The skin glands, like hair and nails, originate as inward growths of the epithelium into the dermis of the skin. Types of skin glands in humans are categorized as either sebaceous glands, or sweat glands.

The sebaceous glands are branched alveolar (sac-like) glands which are typically associated with hair follicles. Their secretions consist of debris from cast off cells and their oily contents. This material is called sebum and it provides the hair and the skin surface an oily covering for conditioning and protection. The tarsal glands are large sebaceous glands on the eyelid margin. The glands of Zeis are sebaceous glands associated with the eyelashes.
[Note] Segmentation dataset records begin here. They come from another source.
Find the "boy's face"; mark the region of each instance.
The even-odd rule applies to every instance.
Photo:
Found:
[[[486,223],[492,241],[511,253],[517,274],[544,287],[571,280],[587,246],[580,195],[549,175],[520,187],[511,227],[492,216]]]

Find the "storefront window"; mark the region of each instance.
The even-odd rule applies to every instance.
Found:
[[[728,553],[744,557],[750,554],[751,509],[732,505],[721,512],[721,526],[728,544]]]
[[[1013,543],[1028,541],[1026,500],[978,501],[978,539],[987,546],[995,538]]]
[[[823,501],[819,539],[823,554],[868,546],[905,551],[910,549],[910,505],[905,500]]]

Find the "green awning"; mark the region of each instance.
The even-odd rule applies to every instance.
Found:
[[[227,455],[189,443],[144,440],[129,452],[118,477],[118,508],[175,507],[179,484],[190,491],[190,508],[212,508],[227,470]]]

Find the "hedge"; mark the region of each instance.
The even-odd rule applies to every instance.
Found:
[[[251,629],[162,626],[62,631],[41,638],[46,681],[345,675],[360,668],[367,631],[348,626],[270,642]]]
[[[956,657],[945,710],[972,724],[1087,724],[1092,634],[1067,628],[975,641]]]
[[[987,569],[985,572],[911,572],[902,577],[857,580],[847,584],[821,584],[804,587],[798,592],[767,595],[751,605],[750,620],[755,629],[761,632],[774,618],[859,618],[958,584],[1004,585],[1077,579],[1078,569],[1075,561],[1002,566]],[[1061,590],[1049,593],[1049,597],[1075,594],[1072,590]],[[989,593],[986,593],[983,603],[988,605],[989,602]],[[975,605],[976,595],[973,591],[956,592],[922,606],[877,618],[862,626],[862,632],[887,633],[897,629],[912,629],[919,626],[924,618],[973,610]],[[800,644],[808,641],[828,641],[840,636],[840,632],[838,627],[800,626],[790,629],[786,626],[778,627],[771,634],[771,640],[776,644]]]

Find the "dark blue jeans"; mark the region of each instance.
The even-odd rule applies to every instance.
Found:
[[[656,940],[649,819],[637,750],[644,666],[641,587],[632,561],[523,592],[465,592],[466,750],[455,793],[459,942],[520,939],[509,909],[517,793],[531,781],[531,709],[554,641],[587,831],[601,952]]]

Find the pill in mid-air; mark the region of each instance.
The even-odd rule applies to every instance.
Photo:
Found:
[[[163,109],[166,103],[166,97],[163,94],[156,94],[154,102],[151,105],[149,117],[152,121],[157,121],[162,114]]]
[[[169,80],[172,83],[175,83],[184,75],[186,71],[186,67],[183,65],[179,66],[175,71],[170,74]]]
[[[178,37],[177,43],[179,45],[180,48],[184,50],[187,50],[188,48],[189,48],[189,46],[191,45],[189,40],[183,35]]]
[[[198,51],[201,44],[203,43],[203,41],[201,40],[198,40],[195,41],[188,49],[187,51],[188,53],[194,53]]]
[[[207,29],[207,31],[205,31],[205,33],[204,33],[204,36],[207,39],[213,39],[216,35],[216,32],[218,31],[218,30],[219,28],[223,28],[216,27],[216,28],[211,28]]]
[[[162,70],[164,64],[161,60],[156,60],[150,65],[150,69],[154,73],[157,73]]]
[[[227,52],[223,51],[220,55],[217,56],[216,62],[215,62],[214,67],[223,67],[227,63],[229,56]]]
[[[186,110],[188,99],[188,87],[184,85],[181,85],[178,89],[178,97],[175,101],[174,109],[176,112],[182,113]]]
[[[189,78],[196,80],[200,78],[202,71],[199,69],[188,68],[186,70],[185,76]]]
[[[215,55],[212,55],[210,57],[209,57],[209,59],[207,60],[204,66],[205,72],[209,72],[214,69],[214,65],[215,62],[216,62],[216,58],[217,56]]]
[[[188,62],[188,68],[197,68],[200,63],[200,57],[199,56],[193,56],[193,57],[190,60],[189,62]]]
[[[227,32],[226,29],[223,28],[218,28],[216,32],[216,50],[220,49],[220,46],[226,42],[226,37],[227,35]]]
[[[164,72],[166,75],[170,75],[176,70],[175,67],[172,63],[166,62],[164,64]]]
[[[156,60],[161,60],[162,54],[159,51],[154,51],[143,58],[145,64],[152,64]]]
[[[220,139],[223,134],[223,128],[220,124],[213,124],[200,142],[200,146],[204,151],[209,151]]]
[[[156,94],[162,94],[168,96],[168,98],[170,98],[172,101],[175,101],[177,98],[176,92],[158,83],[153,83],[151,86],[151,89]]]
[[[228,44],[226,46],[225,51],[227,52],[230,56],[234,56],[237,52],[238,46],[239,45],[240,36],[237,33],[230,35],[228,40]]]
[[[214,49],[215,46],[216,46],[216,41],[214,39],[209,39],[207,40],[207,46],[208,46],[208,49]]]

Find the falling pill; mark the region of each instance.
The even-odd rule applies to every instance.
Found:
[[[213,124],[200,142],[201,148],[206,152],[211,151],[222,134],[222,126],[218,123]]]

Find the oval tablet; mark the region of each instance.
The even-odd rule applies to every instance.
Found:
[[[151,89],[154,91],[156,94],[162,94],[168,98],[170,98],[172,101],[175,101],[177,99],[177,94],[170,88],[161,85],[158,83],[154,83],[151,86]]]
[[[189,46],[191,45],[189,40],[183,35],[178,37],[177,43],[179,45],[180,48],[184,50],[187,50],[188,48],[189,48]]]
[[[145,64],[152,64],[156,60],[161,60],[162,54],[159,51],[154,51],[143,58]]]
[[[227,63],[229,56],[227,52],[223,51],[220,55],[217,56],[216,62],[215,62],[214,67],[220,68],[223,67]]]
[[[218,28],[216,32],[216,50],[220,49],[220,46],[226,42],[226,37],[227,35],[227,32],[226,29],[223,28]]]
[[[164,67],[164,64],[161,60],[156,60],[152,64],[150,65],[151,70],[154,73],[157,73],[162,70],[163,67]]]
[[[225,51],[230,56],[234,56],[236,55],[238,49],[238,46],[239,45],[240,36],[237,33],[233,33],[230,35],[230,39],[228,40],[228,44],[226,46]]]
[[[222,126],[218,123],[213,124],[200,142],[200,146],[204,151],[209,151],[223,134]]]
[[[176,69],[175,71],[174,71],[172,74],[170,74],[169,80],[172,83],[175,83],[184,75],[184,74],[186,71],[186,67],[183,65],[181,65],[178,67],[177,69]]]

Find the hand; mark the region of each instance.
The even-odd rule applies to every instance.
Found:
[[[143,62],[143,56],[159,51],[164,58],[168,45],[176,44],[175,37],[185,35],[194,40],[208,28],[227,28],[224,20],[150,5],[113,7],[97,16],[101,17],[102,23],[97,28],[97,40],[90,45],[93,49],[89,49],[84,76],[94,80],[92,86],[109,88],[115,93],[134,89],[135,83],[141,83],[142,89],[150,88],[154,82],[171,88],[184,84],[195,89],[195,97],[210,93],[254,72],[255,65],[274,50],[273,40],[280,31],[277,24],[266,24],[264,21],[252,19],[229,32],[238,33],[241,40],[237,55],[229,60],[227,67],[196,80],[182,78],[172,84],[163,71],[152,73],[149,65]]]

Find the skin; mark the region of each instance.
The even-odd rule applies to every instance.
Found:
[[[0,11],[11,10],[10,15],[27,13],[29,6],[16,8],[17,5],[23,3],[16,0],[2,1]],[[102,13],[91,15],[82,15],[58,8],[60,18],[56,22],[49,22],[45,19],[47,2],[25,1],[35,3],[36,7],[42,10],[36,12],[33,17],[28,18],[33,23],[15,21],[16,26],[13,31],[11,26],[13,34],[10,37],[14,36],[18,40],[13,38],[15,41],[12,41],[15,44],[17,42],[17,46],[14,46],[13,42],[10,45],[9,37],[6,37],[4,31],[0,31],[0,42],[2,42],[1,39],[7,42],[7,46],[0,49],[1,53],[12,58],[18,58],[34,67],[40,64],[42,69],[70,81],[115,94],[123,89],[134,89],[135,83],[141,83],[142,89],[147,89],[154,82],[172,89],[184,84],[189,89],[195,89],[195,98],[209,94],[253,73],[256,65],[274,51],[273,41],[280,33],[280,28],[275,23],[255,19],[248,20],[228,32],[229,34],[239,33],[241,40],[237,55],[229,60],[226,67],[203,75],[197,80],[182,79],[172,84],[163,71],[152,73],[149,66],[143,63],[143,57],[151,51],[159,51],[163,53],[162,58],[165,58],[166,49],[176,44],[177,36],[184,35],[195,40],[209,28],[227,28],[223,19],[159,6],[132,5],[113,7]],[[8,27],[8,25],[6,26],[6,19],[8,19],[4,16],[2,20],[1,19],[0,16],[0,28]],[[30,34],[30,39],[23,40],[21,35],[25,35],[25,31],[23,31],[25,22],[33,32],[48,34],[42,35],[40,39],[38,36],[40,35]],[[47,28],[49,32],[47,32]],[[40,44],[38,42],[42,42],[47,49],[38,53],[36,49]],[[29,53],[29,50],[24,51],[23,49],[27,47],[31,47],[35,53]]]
The typical sweat glands (eccrine sweat glands, merocrine sweat glands) of the skin surface are unbranched tubular glands with a highly coiled basal portion. In the coiled base there are secretory cells surrounded by a loose basket of thin myoepithelial cells. Contraction of the myoepithelial cells forces secretions from the deeper part of the duct to rise to the surface.

Apocrine sweat glands have a similar structure to eccrine glands, but are larger and have a more viscous secretion. They become active at puberty and are found in the regions of the axilla, groin, and areolas.

Ceruminous glands are glands of the ear canal that combine with sebaceous secretions to produce ear wax. They resemble typical apocrine sweat glands in structure.

Special apocrine glands of the eyelid margin are called the glands of Moll.

Mammary glands are branched tubular milk producing glands. Several glands develop in association with each nipple. The development of these glands beyond embryonic formation is under hormonal control. Some growth of these glands occurs in females after puberty. Extensive growth of glands and ducts occurs in pregnancy, and active secretion begins after giving birth.